Como referência, a maioria dos corredores deve consumir entre 400 e 800 ml de líquidos por hora, ajustando a quantidade conforme temperatura, umidade, intensidade do esforço e taxa individual de sudorese.
Além da água, é importante repor sódio. Em provas de montanha, recomenda-se uma ingestão de aproximadamente 300 a 700 mg de sódio por hora, especialmente em condições quentes e em atividades com duração superior a 90 minutos.
Exemplo:
Uma atleta de 60 kg participando de uma prova de 3 horas em clima quente pode consumir:
- 500 a 700 ml de líquido por hora.
- 400 a 600 mg de sódio por hora.
- Total aproximado ao final da prova:
- 1,5 a 2,1 litros de líquido.
- 1.200 a 1.800 mg de sódio.
Suplementação em provas curtas
Consideramos provas curtas aquelas com duração de até aproximadamente 90 minutos.
Nesses casos, muitas vezes um café da manhã adequado e uma boa hidratação prévia são suficientes.
Quando a intensidade é elevada ou a duração se aproxima de 90 minutos, pode ser interessante utilizar carboidratos durante a prova.
Estratégia sugerida:
- 30 a 45 g de carboidrato por hora.
- Água conforme a sede e condições climáticas.
Exemplo:
Prova de 10 km de montanha com duração de 1h20:
- 1 gel contendo 25 g de carboidrato aos 40 minutos.
- 300 a 500 ml de água ao longo do percurso.
Suplementação em provas longas
Em provas acima de 2 horas, a reposição energética torna-se essencial. O glicogênio muscular diminui progressivamente e a falta de carboidratos pode levar à queda importante de desempenho.
A recomendação atual varia entre:
- 60 g de carboidrato por hora para a maioria dos atletas.
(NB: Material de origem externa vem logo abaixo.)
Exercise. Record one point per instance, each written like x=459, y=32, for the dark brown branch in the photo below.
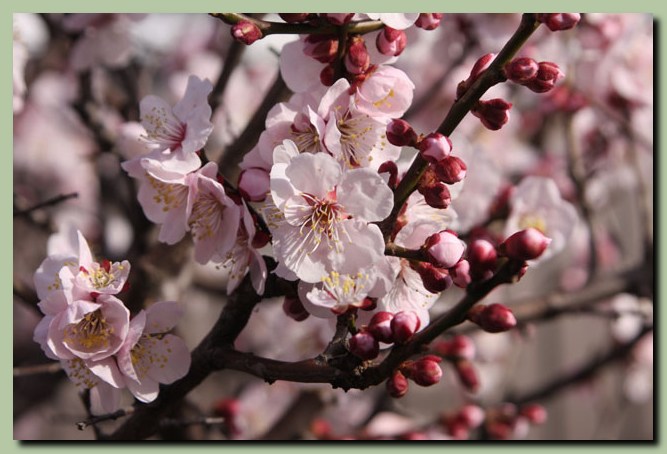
x=458, y=111
x=234, y=153
x=45, y=204
x=231, y=61
x=279, y=28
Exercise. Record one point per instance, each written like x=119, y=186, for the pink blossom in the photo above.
x=387, y=92
x=149, y=356
x=184, y=127
x=537, y=203
x=213, y=218
x=323, y=214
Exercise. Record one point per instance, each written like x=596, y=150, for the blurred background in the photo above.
x=584, y=347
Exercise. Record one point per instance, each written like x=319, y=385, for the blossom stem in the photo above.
x=279, y=28
x=458, y=111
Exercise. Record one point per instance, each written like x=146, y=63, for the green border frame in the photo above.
x=658, y=9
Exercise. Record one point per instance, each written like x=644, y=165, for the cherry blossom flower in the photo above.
x=323, y=214
x=184, y=127
x=213, y=218
x=149, y=356
x=537, y=203
x=243, y=257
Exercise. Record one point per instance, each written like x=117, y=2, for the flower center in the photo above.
x=92, y=332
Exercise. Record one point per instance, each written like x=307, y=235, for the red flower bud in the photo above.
x=254, y=184
x=246, y=32
x=294, y=309
x=391, y=41
x=444, y=249
x=380, y=327
x=482, y=258
x=400, y=133
x=322, y=48
x=458, y=347
x=494, y=318
x=494, y=113
x=357, y=60
x=521, y=70
x=397, y=385
x=460, y=274
x=390, y=168
x=450, y=170
x=364, y=345
x=429, y=21
x=294, y=18
x=436, y=194
x=526, y=244
x=404, y=325
x=467, y=374
x=548, y=74
x=559, y=21
x=435, y=147
x=535, y=413
x=425, y=371
x=435, y=279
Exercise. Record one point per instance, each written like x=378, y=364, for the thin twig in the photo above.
x=45, y=204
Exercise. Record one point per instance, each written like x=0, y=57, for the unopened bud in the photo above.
x=391, y=41
x=391, y=168
x=400, y=133
x=429, y=21
x=357, y=60
x=450, y=170
x=460, y=274
x=547, y=75
x=380, y=327
x=425, y=371
x=467, y=374
x=294, y=18
x=294, y=309
x=338, y=18
x=458, y=347
x=559, y=21
x=435, y=279
x=435, y=147
x=535, y=413
x=494, y=113
x=364, y=345
x=444, y=249
x=254, y=184
x=493, y=318
x=436, y=195
x=526, y=244
x=397, y=385
x=482, y=258
x=521, y=70
x=246, y=32
x=322, y=48
x=404, y=325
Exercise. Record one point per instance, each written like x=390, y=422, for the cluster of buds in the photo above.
x=384, y=327
x=539, y=77
x=507, y=421
x=459, y=424
x=424, y=371
x=492, y=318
- 90 g de carboidrato por hora para atletas treinados em estratégia nutricional.
A combinação de diferentes fontes de carboidratos, como glicose e frutose, melhora a absorção intestinal e reduz o risco de desconforto gastrointestinal.
Exemplo:
Prova de 5 horas:
Por hora:
- 2 géis de 25 g de carboidrato.
- 500 ml de isotônico contendo cerca de 20 g de carboidrato.
Total por hora:
- Aproximadamente 70 g de carboidratos.
Ao final da prova:
- Cerca de 350 g de carboidratos consumidos.
Quando utilizar cápsulas de sal?
As cápsulas de sal podem ser úteis em situações específicas:
- Temperaturas elevadas.
- Atletas com suor muito salgado.
- Provas acima de 3 horas.
- Histórico de cãibras associadas à perda excessiva de sódio.
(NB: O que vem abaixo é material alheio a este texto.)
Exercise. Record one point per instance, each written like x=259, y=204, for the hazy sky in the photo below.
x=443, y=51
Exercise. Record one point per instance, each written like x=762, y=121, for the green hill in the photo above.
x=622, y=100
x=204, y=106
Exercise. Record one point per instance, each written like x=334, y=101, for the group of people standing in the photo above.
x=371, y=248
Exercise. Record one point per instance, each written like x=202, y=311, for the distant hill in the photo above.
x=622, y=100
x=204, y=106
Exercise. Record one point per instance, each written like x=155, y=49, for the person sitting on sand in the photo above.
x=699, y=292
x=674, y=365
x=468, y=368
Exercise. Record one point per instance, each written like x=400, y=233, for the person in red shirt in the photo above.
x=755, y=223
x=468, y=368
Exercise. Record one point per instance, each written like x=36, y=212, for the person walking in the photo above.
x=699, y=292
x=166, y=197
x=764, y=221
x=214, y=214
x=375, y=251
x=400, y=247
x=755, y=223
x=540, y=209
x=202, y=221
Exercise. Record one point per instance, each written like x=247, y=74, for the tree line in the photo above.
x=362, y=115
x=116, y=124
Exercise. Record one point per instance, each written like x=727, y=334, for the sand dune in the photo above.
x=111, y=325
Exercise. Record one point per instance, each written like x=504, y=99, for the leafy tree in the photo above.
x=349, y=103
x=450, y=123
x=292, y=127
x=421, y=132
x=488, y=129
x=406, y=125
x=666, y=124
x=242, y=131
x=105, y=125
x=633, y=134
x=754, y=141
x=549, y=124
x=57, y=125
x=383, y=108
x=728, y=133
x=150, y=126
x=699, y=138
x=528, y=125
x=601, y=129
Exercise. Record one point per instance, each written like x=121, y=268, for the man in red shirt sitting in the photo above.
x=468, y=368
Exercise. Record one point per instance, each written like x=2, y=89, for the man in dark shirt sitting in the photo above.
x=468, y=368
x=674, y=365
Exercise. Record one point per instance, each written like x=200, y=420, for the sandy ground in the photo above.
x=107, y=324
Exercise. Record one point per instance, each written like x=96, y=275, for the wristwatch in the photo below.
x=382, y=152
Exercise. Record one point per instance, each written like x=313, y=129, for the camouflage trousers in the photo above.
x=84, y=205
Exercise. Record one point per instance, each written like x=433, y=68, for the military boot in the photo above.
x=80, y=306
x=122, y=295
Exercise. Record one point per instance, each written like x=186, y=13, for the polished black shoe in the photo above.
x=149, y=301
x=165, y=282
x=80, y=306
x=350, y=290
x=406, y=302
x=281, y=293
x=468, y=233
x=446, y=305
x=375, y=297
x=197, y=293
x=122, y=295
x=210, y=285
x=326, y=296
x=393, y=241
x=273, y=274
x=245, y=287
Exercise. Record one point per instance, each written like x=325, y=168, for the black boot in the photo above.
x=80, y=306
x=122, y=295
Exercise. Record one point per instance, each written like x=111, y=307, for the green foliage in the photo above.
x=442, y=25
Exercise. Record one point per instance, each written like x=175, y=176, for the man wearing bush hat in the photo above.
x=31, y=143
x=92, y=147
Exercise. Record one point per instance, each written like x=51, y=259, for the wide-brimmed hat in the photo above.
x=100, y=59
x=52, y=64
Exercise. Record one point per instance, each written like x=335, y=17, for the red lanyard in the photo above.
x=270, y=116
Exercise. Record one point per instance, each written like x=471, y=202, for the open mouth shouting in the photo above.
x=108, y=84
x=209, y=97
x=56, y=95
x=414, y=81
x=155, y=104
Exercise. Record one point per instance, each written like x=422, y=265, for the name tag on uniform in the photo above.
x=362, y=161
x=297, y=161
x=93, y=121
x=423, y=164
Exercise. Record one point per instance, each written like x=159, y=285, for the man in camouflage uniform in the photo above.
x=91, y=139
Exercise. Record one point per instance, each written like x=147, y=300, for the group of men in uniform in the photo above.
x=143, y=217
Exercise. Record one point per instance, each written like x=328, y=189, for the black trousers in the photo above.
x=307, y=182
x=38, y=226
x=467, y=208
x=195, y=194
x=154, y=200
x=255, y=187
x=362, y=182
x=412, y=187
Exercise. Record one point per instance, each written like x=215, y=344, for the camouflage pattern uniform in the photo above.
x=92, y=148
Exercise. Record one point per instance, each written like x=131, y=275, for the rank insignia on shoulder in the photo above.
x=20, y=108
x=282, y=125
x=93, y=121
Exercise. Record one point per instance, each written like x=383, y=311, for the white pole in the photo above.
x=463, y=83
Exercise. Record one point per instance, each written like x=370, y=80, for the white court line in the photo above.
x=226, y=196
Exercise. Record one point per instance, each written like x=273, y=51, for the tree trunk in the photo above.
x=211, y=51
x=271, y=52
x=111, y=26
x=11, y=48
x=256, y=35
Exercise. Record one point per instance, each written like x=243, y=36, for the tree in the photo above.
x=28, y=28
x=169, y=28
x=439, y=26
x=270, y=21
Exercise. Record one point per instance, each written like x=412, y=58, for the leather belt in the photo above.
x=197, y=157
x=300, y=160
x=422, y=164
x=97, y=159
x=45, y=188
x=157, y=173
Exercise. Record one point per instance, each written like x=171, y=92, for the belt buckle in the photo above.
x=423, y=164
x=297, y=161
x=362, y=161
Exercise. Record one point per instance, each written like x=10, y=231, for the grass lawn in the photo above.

A quantidade deve ser individualizada conforme a composição do produto e a taxa de sudorese do atleta.
E a cafeína?
A cafeína é um dos suplementos com maior evidência científica para melhora do desempenho.
A dose recomendada varia entre 3 e 6 mg por kg de peso corporal, podendo ser ingerida antes da largada ou fracionada durante a prova.
Exemplo:
Atleta de 60 kg:
- Dose eficaz entre 180 e 360 mg de cafeína.
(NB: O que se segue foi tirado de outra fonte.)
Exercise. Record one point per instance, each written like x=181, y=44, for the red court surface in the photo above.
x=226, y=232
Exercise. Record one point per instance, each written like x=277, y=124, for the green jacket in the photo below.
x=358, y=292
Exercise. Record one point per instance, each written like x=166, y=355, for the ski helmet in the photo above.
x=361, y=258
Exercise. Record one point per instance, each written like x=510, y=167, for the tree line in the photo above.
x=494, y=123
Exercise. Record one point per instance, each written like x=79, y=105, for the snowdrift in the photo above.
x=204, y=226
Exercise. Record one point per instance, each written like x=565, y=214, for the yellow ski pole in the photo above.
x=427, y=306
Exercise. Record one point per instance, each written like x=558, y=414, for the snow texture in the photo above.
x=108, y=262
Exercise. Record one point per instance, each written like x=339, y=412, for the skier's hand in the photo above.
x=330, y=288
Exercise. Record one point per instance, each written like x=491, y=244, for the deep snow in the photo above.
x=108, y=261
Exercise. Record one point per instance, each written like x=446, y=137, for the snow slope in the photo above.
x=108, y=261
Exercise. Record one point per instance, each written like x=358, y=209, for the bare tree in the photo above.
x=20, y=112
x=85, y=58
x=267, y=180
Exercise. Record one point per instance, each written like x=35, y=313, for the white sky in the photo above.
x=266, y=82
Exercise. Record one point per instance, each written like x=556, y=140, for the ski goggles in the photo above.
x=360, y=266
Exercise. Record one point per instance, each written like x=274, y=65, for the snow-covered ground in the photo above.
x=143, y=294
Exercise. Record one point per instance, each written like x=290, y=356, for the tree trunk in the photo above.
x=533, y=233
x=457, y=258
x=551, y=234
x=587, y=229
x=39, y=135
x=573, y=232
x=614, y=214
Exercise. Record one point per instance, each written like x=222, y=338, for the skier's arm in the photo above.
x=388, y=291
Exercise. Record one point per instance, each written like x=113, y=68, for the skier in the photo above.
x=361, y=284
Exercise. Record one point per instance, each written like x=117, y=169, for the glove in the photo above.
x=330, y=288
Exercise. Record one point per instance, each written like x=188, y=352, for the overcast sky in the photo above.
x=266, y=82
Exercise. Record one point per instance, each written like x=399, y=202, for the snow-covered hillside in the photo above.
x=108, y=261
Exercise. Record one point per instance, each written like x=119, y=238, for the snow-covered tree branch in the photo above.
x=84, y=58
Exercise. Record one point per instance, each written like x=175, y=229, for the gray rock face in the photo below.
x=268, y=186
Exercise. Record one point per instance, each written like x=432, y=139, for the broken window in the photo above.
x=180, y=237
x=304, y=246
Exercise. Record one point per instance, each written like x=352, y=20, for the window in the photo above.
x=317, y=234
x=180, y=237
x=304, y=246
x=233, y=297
É importante testar previamente durante os treinos para avaliar tolerância individual.
Na corrida de montanha, a nutrição deve ser treinada da mesma forma que o condicionamento físico. Testar estratégias durante os treinos é essencial para descobrir a combinação ideal de líquidos, carboidratos e eletrólitos, reduzindo o risco de problemas gastrointestinais e garantindo melhor desempenho no dia da prova.